Benché sia una star del palcoscenico, Margo è riconducibile a un sistema, quello dello show business americano, fondamentalmente misogino e ageista, e pertanto incarna l'angoscia di invecchiare: una paura intrinseca agli esseri umani, ma accentuata da un contesto hollywoodiano che considera le donne solo in funzione di rigidi canoni di età e di bellezza, respingendo ogni eccezione.

Eva contro Eva esplora dunque tematiche di portata universale, ma che assumono una rilevanza ancora più pregnante e specifica se declinate nell'ottica del film: una brillante attrice che non può spezzare il meccanismo appena descritto, ma può scegliere se accettarlo con rassegnata consapevolezza, come Margo, o rifiutarlo e farsi stritolare dai suoi ingranaggi, come accadrà a Norma in Viale del tramonto.
Non a caso, da lì in poi, Margo Channing definirà l'archetipo della diva matura, dalla personalità larger than life, determinata a lottare con le unghie e con i denti per non perdere il proprio posto sotto le luci della ribalta. Un archetipo il cui peso si rifletterà innanzitutto sulla parabola di Bette Davis: appena due anni più tardi, nei panni di Margaret Elliot (il richiamo a Margo è evidente già dal nome), con il film La diva, che ricicla smaccatamente i temi al cuore dei capolavori di Mankiewicz e Wilder, e nel 1962 con Che fine ha fatto Baby Jane?.
Le eredi di Margo ieri e oggi, da Baby Jane a The Substance

Capostipite della cosiddetta hagsploitation, filone dell'horror innestato su una rappresentazione grottesca di attrici di mezza età, il cult diretto da Robert Aldrich vede Bette Davis indossare la maschera mostruosa di Baby Jane Hudson, ex bambina prodigio incapace di accettare la fine della propria carriera, con toni volutamente esasperati che spingono all'estremo il suddetto archetipo.
Qualcosa di simile accadrà nel 1981 con il famigerato Mammina cara di Frank Perry, biografia romanzata di Joan Crawford, storica 'rivale' della Davis (nonché sua partner in Che fine ha fatto Baby Jane?), trasformata da Faye Dunaway in una protagonista dai tratti selvaggiamente camp, e nel 1992 con La morte ti fa bella di Robert Zemeckis, che intreccia il registro della black comedy con elementi del body horror nel mettere in scena il 'duello' fra le primedonne di Meryl Streep e Goldie Hawn, ossessionate dal miraggio di un'eterna giovinezza.

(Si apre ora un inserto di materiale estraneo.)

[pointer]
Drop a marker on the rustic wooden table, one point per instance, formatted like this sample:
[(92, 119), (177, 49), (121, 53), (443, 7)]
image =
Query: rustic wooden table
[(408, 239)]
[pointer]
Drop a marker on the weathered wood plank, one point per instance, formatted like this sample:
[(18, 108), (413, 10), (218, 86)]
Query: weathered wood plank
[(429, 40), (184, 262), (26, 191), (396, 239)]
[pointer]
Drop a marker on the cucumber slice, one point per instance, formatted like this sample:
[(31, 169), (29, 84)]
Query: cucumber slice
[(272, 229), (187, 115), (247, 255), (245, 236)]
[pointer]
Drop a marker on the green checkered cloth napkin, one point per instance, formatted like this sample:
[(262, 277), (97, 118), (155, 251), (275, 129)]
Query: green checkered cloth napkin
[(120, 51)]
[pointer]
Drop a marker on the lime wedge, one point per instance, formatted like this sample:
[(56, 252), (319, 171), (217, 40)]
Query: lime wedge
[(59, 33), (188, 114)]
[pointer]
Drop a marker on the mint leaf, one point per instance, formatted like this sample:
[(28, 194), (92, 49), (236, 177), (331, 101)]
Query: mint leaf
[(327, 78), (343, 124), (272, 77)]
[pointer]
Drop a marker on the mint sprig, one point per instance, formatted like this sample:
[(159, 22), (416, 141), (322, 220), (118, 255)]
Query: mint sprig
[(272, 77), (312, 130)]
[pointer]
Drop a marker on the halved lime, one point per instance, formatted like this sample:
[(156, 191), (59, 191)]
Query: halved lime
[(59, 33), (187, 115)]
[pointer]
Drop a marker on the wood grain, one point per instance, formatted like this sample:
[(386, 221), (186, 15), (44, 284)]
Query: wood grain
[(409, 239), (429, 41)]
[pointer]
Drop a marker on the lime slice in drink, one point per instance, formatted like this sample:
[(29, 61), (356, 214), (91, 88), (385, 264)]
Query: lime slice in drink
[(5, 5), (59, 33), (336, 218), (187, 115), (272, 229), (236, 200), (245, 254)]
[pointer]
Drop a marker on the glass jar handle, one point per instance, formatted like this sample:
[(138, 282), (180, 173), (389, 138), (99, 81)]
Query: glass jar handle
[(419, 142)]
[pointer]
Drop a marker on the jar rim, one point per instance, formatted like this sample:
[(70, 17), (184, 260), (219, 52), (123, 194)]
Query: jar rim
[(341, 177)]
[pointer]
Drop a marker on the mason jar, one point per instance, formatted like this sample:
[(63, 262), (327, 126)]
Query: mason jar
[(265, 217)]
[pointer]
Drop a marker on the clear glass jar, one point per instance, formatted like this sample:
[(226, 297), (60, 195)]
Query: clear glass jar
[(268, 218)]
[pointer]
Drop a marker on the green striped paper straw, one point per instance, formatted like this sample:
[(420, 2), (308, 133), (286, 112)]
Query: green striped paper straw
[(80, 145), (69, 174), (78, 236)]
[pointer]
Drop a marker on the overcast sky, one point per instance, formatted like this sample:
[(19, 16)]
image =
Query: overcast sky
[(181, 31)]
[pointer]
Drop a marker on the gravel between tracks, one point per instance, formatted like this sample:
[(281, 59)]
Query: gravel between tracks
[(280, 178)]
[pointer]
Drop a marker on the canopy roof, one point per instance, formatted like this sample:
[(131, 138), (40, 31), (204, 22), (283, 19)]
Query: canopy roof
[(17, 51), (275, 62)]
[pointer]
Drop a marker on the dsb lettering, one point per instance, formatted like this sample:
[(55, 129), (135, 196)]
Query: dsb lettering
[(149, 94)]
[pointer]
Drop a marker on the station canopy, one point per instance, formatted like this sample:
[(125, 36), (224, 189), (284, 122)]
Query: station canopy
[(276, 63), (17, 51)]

Il modello narrativo di Eva contro Eva verrà rielaborato invece con maggior fedeltà - e in maniera decisamente più sobria - nel 1999 nell'acclamato Tutto su mia madre di Pedro Almodóvar, che rende esplicito omaggio al film di Mankiewicz, e nel 2004 nella commedia di István Szabó La diva Julia, in cui una carismatica Annette Bening offre un'ideale rivisitazione dell'icona di Margo Channing, incluso il conflitto sul palco con chi vorrebbe rubarle la scena.
L'ultima conferma dell'influenza esercitata dal personaggio più celebre di Bette Davis risale appena all'anno scorso: The Substance, scritto e diretto da Coralie Fargeat. Se la regista francese sceglie la formula dell'horror a tinte grottesche, la Elisabeth Sparkle interpretata da Demi Moore ripropone ansie e frustrazioni non così lontane da quelle di Margo Channing, mentre il suo braccio di ferro con un alter ego più giovane è la prova che la storia di Eva contro Eva conserva ancora oggi una forza senza tempo.